Chapter 5 More Bayesian Analyses

All of the concepts that were discussed in the previous chapters can also be applied to Bayesian analyses for other types of research questions, such as correlations or differences in means (i.e., the \(t\)-test). In the current chapter, we will explore these tests using the same beer-tasting data set. Besides measuring whether participants identified the correct beer, we also recorded how tasty they found each of the two beers, which we can use to answer the following two questions:

  • Do people find alcoholic beer tastier?
  • Is there an association between tastiness ratings?

5.1 The Bayesian T-Test

The first question, “do people find alcoholic beer tastier?”, concerns the difference between means. Since each participant tasted the alcoholic and non-alcoholic beer, this was measured within subjects, and so a within subjects \(t\)-test is required. For Bayesian \(t\)-tests, the parameter of interest is denoted \(\delta\) (“delta”). This parameter is a standardized difference between two means, and is formally known as “Cohen’s d”, a very common effect size in psychology.13 When doing inferential statistics, we can either estimate the magnitude of this effect size, conduct model comparison, or both. In the sections below, the Bayesian ingredients are described for the \(t\)-test.

5.1.1 Prior Distribution

The prior distribution is always defined on the same domain as the parameter of interest. For the proportion, this was the convenient domain of [0, 1], and so allowed the use of the beta distribution, and the possibility to use the uniform distribution as the uninformed prior distribution. The domain of \(\delta\) instead goes from \(-\infty\) to \(\infty\), so its prior distribution has to match that domain. For a nulhypothesis this does not matter so much, since the null hypothesis generally posits a single value (e.g., 0, stating there is no difference between the groups). However, for the alternative hypothesis it becomes tricky now to have a uniform distribution on the whole domain of \(\delta\). Since the domain is infinitely big, the density of a uniform distribution between \(-\infty\) and \(\infty\) would need to be infinitely small, which is not very practical. Instead, what is generally done is to apply a probability distribution that is spread out a little less (although still a lot more than a point null hypothesis). One such distribution is the Cauchy distribution, which is a \(t\) distribution with a single degree of freedom. The width of the Cauchy distribution is determined by the Cauchy scale parameter. Below, several examples are given:

Three different Cauchy distributions. Each of these can be used as a model for the difference between two groups, and each of these has a (slightly) different theoretical implication.

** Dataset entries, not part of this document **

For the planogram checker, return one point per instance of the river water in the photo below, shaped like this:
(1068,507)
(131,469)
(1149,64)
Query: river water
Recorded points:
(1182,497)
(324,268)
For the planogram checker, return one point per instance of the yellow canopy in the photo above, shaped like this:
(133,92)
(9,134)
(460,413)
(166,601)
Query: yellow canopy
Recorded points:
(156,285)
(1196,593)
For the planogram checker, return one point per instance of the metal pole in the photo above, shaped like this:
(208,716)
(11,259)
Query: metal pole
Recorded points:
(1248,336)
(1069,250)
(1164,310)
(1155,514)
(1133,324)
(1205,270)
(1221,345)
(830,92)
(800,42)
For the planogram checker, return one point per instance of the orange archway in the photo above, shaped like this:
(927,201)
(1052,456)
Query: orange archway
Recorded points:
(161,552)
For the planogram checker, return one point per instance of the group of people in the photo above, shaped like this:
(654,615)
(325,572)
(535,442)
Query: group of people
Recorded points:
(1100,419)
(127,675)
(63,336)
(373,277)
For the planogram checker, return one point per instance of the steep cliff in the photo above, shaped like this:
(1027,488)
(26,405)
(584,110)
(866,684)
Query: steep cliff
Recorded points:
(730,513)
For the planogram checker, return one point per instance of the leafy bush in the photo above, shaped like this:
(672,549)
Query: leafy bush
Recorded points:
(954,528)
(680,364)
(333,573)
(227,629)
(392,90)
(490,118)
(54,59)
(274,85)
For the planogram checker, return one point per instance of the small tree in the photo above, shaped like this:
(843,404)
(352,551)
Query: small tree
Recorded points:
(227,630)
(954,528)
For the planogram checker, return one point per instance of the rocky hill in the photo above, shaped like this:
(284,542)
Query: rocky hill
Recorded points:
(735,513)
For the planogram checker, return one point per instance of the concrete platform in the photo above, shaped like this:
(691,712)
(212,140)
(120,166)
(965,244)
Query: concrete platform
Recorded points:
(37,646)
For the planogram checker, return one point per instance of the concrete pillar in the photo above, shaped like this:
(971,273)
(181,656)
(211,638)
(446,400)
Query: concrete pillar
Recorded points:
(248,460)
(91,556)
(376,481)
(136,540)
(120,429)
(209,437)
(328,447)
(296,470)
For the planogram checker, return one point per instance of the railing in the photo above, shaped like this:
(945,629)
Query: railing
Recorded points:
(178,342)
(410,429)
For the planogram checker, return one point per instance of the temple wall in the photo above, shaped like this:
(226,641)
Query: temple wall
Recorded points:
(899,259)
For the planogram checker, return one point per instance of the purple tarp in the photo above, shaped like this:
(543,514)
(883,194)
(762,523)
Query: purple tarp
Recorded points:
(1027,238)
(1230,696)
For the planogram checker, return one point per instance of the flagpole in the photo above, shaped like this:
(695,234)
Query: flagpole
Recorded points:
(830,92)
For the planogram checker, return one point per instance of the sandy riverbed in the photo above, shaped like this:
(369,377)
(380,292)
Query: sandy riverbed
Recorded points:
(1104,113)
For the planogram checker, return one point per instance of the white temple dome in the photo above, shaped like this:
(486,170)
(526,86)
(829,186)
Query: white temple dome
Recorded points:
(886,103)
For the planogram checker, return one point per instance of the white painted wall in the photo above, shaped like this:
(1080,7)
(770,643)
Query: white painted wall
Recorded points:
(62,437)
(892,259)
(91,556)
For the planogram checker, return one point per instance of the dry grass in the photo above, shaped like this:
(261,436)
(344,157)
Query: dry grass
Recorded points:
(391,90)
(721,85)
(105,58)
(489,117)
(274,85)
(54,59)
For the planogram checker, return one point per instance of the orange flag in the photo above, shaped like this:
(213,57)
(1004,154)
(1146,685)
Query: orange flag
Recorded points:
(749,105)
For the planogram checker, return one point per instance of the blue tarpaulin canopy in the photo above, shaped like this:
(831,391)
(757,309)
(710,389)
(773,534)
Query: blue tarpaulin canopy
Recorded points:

Figure 5.1: Three different Cauchy distributions. Each of these can be used as a model for the difference between two groups, and each of these has a (slightly) different theoretical implication.

Just as before, these distributions can serve as a statement about the population parameter. Also just as before, each of these models make predictions about the world, and will have a certain quality of their prediction: how well did they predict the data? We can look at how well they did, and compare it to how well the null model (which went “all-in” on 0) predicted the data. Before we do that, we can first take a look at how these models will learn from the data: how is this prior knowledge updated to form posterior knowledge?

5.1.2 Predictive Updating Factor

The Bayesian belief updating again follows the general form presented in Section 3. Again, we update the prior knowledge with information from the data. In the case of the beer tasting experiment, there was an observed effect size of \(0.714\) (for more descriptives see Figure 5.2 below).

The descriptive statistics for the tastiness ratings for both the alcoholic and non-alcoholic beers. The observed mean for the alcoholic beer is higher than for the non-alcoholic beer, but how much evidence is there in favor of this difference?

Figure 5.2: The descriptive statistics for the tastiness ratings for both the alcoholic and non-alcoholic beers. The observed mean for the alcoholic beer is higher than for the non-alcoholic beer, but how much evidence is there in favor of this difference?

The predictive updating factor quantifies how well each of the values in the model predicted the observed effect of \(0.714\) (as quantified by the likelihood), compared to how well the model did on average (as quantified by the marginal likelihood). Figure 5.3 below shows the likelihood of the observed data for various values of \(\delta\). The purple bar indicates the marginal likelihood for the one-sided Cauchy model (scale = 0.707), to show which values in that model will receive a boost in plausibility. Remember that it is the likelihood function that is the same for any model, but that the marginal likelihood of that model will differ (based on its predictions).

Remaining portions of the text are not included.